The selective D3 receptor antagonist, S33084, improves parkinsonian-like motor dysfunction but does not affect L-DOPA-induced dyskinesia in 6-hydroxydopamine hemi-lesioned rats

Despite evidence linking dopamine D3 receptors to the etiology of Parkinson’s disease and L-DOPAinduced dyskinesia, the potential therapeutic utility of D3 receptor ligands remains unclear. In the present study, we investigated whether the selective D3 receptor antagonist, S33084, affects development and expression of abnormal involuntary movements (AIMs), a behavioural correlate of dyskinesia, in rats hemi-lesioned with 6-hydroxydopamine and chronically treated with L-DOPA. The ability of S33084, alone or in combination with L-DOPA, to attenuate 6-hydroxydopamine induced motor deficits was also investigated employing a battery of behavioural tests. Acute administration of S33084 (0.64 mg/kg, s.c.) did not attenuate the induction of AIMs in dyskinetic rats upon challenge with L-DOPA (6 mg/kg, s.c.). Moreover, S33084 (0.64 mg/kg) did not prevent the development of AIMs affecting axial, limb and orolingual muscles when chronically administered together with L-DOPA (6 mg/kg for 21 days). However, both acute and chronic administration of S33084 enhanced L-DOPA-induced contralateral turning, suggesting potential antiparkinsonian properties.
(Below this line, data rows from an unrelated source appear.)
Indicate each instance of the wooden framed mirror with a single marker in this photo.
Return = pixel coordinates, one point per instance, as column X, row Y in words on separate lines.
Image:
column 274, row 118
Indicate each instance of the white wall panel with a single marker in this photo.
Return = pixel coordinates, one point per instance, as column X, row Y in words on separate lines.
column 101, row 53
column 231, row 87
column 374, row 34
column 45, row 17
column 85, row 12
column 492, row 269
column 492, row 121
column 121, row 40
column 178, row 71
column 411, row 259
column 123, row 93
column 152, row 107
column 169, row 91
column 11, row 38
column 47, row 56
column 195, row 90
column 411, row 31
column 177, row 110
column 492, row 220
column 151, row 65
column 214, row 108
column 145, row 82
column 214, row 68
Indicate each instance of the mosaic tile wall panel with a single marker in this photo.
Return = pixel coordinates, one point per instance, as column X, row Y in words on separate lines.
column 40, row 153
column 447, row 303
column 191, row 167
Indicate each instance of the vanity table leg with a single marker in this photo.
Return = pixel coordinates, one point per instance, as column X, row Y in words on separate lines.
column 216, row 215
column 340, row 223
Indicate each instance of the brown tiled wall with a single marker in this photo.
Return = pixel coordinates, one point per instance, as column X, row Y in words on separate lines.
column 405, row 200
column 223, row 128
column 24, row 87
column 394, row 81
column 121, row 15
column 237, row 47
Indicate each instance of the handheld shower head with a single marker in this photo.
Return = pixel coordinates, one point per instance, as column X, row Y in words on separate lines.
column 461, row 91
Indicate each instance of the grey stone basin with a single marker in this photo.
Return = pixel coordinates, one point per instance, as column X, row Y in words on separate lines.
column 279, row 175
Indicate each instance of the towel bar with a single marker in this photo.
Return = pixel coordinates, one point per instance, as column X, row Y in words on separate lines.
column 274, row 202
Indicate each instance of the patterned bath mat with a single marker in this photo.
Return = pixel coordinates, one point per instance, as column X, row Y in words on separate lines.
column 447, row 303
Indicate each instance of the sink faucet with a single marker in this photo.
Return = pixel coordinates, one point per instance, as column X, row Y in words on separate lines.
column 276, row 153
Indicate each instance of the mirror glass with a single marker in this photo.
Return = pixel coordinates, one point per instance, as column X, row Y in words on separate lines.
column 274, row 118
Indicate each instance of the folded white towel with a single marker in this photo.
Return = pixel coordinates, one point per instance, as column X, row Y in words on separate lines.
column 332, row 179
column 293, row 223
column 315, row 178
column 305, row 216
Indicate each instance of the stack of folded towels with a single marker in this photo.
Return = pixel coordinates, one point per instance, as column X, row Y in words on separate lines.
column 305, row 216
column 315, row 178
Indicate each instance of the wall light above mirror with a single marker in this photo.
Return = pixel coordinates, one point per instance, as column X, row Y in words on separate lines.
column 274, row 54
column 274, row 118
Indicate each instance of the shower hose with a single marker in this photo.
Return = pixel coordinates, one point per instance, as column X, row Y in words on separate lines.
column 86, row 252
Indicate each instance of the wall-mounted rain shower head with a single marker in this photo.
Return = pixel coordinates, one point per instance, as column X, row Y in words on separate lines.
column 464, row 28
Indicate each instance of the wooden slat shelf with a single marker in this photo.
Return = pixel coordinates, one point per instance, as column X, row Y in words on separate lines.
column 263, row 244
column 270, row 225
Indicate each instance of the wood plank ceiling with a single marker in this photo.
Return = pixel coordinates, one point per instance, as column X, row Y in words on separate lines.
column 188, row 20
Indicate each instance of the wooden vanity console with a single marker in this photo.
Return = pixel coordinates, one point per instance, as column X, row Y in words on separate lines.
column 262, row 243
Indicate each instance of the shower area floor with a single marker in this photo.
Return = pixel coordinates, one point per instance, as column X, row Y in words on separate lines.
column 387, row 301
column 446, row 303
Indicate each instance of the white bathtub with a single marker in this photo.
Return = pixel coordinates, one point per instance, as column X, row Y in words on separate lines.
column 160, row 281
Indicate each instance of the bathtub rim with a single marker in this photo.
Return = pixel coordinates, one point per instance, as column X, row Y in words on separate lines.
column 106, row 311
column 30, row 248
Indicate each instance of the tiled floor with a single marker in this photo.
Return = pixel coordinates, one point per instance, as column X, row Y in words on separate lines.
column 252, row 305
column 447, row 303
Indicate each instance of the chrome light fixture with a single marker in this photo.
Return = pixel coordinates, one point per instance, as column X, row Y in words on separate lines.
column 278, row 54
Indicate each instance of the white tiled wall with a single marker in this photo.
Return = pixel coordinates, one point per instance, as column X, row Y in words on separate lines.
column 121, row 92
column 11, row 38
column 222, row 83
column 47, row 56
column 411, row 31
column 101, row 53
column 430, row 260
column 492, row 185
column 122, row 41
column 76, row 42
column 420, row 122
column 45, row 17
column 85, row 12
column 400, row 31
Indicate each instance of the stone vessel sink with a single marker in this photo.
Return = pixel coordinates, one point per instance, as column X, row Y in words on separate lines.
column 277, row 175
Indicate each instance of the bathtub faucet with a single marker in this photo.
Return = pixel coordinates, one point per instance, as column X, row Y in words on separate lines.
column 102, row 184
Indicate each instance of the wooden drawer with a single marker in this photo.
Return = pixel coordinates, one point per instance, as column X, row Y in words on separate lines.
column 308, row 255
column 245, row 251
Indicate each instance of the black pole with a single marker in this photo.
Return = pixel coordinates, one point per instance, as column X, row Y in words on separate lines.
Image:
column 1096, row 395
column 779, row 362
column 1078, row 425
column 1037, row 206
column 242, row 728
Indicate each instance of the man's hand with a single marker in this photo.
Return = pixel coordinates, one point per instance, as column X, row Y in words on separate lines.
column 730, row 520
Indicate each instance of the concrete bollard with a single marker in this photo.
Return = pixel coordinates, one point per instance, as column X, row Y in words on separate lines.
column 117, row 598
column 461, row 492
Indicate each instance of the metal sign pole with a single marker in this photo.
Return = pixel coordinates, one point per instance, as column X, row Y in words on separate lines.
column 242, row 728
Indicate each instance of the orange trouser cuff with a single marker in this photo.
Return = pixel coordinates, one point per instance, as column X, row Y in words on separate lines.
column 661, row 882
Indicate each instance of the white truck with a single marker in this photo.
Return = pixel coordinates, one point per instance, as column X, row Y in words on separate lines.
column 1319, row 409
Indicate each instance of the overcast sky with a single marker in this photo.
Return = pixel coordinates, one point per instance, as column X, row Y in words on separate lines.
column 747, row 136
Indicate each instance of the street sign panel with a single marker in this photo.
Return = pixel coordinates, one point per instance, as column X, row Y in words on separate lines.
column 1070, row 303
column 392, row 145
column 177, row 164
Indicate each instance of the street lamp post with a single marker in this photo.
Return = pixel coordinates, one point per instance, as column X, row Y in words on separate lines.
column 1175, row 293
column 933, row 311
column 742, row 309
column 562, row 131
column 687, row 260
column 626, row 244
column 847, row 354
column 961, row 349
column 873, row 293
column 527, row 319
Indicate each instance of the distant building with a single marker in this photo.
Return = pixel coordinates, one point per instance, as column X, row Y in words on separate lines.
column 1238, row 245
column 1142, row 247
Furthermore, S33084 (0.01–0.64 mg/kg) dosedependently attenuated parkinsonian disabilities, including bradykinesia, in drag and rotarod tests, although, in these procedures, the combination of S33084 with L-DOPA did not produce synergistic effect. It is concluded that sustained D3 receptor blockade does not blunt L-DOPA-induced dyskinesia in hemiparkinsonian rats. However, D3 receptor antagonism may be associated with antiparkinsonian properties. The clinical relevance of these observations will be of interest to explore further.